Friday, January 15, 2010


When I was a kid in the sixties and seventies, catalogs and later magazines were how us kids got our info, other than the radio if a hip station was in your area. Yeah, there was some TV news, but with the limited pre-cable channels we had, there often wasn't a lot of cutting edge news or entertainment on the tube.

I mention this because a few weeks ago El Fisho Jr. and I were in our local gun emporium. He had just been shooting REAL guns the day before, and was entranced with my "family heirloom" .22 Marlin bolt action tube magazine rifle as well as the modern Marlin .22 autoloader with tube magazine and the Henry lever action .22. rifle.

Mrs. El Fisho agreed I could take him with me to the gun store, and of course it was a wonderful experience. I know the owners, and trade with them quite often, so they were more than willing to let him examine firearms of all types. He's got good taste.

So as were were looking at .22 rifles for the next birthday present, on the way out they had some catalogs from Kimber, Ruger and Marlin. I grabbed one of each and told El Fisho Jr. that later that night we would sit in the living room and check out the .22's available from these catalogs.

What's a catalog?

Now, El Fisho Jr. has seen catalogs before, more like flyers I suppose than the thick catalogs of the days of yore. He's a smart kid, and over the years, we have looked through all kinds of catalogs like Orvis and Musician's Friend and LL Bean and King Ranch Leather Shop and the like, but much of our product selection and perusing is, in fact, done online.

But I explained the whole Sears catalog thing as a young child, cutting out pictures of Santa gifts you wanted and pasting them to colored construction paper for when you went to visit Santa, or for your letter to him.

Then, as I became a maniac fisherman at about age 7 or 8, my friends and I would write off for catalogs from various companies, most of which were free. By the time I was in 5th grade, I was drumming and was collecting catalogs from Houston mall music stores like H&H and Parker, as well as by mail. Some of those old catalogs, some of which I held on to, later had some value.

And then, the new neighbors from Minnesota moved in, and with them fishing kids my age and a HUGE catalog from a company called Herter's. They were an outfitter, much like Cabela's or Bass Pro Shops, but they had so much more and a little bit of everything from fishing stuff to trapping to guns and hunting gear and just about everything that could be peripherally connected to any outdoors activity.

So my internet catalog child is now entranced by paper catalogs. On nice glossy thick paper with great color and pictures and statistics and such.
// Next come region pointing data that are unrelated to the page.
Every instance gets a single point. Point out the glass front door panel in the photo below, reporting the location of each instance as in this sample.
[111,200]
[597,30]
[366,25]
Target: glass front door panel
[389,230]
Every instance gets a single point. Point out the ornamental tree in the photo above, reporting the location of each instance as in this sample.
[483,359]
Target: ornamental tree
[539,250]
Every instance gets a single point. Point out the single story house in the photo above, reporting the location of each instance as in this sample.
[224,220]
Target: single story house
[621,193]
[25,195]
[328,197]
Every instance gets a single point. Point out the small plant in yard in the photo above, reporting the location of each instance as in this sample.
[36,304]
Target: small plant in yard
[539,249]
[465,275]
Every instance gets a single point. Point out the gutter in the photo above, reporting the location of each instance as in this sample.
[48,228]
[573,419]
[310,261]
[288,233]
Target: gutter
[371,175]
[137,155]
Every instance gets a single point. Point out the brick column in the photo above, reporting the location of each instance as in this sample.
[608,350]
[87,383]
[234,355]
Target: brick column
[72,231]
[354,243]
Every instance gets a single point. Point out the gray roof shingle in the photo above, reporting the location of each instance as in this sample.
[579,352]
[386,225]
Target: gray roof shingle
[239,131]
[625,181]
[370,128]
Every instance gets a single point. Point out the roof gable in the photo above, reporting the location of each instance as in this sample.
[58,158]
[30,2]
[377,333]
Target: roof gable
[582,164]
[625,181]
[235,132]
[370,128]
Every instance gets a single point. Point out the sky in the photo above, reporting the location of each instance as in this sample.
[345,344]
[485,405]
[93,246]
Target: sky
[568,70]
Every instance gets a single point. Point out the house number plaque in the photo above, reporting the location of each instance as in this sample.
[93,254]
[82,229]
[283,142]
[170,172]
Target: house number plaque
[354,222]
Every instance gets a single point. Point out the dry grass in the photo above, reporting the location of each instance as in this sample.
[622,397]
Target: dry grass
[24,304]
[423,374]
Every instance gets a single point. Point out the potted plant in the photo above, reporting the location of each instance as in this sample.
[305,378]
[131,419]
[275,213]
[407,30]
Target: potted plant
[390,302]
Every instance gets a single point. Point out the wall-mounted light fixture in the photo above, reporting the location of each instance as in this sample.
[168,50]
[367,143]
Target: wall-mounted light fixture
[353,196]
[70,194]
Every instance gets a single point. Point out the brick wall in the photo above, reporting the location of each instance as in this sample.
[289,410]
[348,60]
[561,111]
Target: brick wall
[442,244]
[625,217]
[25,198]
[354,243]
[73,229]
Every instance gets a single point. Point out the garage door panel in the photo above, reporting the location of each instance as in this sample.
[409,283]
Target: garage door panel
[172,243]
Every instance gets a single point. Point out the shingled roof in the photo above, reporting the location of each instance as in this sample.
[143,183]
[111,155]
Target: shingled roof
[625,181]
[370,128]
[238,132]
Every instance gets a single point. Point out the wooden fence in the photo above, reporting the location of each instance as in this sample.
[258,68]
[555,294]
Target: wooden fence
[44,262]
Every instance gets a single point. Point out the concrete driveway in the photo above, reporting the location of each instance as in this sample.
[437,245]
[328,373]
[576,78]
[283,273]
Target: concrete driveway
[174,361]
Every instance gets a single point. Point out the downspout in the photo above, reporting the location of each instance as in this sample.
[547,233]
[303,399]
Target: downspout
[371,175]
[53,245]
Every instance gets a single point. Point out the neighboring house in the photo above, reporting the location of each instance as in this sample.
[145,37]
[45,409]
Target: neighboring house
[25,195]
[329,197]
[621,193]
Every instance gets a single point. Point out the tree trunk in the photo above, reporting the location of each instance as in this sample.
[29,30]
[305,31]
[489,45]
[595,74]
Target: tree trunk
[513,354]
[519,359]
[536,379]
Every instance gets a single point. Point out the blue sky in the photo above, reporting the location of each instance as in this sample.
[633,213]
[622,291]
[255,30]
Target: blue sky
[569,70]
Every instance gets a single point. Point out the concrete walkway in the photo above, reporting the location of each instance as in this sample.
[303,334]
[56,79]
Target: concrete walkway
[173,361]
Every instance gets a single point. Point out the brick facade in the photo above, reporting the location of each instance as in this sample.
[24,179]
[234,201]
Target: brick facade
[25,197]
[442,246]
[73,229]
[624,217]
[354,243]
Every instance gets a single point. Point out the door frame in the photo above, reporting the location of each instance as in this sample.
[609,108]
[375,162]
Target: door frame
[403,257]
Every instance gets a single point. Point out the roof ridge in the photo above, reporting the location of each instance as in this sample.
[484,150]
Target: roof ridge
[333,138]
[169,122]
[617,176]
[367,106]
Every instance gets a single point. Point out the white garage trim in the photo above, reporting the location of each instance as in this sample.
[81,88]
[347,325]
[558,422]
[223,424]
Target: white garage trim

As we select his first rifle by looking at the pictures and statistics, like weight and barrel length, we're having fun and he's as entranced by this as I was when I saw my first Colt catalog when I was his age.

We're looking at a tube fed Marlin autoloader Model 60 in stainless, as he really enjoyed shooting that. He also greatly enjoyed shooting the .22 Henry lever action.

El Fisho Jr. is quite the budding multi-instrumentalist. He's been playing my drums for year, and has a gift for making a beat. He's learning to play the parts of songs. He's played with Billy Ray and I (with me on bass) several times and Billy and I have had a great time. He's got his own Squier '51 electric guitar and short scale Bronco bass and a small multi-purpose practice amp. We have fun bouncing song ideas off of each other and he is getting the idea of the role of the bass quite well.I gues that goes with his rhythm ability on drums.

Anyway, he often reads my guitar, bass and drums music magazines, and he's well versed on some of the classics as well as developing his own taste in modern pop music, you know, age appropriate stuff. He appreciates Clapton and Michael Schenker and the differences between them as well as many other artists.

So I guess he never noticed that most of these magazines come int he mail, because the other day he was showing me a kids magazine he liked and I asked him if he wanted to subscribe to it and he said: "What's subscribe mean?"

I explained to him how we get magazines in the mail and that you usually save money this way.

These kids are so used to watching us buy stuff online that I took for granted he knew what the catalogs were we were looking at. I guess he thought they were magazines to read about products.

he has been particularly interested in a import SX fretless jazz bass in Lake Placid Blue that a friend gave me. The sounds he gets out of the fretless are amazing.